Construction apprentices will earn thousands of pounds more than many university graduates.
Latest research by the Federation of Master Builders (FMB) quizzed small contractors on how much they pay tradespeople.
The highest reported ammual salary for a London bricklayer was £90,0000.
The average annual salaries were:
- Site managers earn £51,266
- Plumbers earn £48,675
- Supervisors earn £48,407
- Electricians earn £47,265
- Civil engineering operatives earn £44,253
- Steel fixers earn £44,174
- Roofers earn £42,303
- Bricklayers earn £42,034
- Carpenters and joiners earn £41,413
- Plasterers earn £41,045
- Scaffolders earn £40,942
- Floorers earn £39,131
- Plant operatives earn £38,409
- Painters and decorators earn £34,587
- General construction operatives earn £32,392
In comparison government figures show the UK’s university graduates earn the following average annual salaries:
- Pharmacists earn £42,252Dental practitioners earn £40,268
- Architects earn £38,228
- Teachers earn £37,805
- Chartered and certified accountants earn £37,748
- Midwives earn £36,188
- Veterinarians earn £36,446
- Physiotherapists earn £32,065
- Nurses earn £31,867
FMB Chief Executive Brian Berry said: “Money talks and when it comes to annual salaries, a career in construction trumps many university graduate roles.

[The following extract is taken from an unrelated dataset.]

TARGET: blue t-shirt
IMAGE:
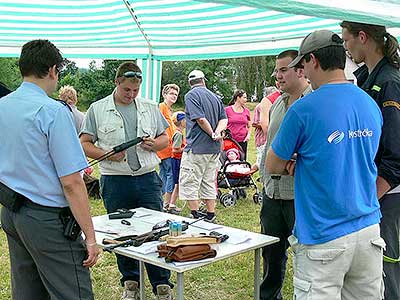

“The average university graduate in England earns £32,000 a year whereas our latest research shows that your average bricky or roofer is earning £42,000 a year across the UK. In London, a bricklayer is commanding wages of up to £90,000 a year.
“Pursuing a career in construction is therefore becoming an increasingly savvy move. University students in England will graduate with an average £50,800 of debt, according to The Institute for Fiscal Studies, while apprentices pass the finish line completely debt-free.
“Not only that, apprentices earn while they learn, taking home around £17,000 a year.
“We are therefore calling on all parents, teachers and young people, who too-often favour academic education, to give a career in construction serious consideration.”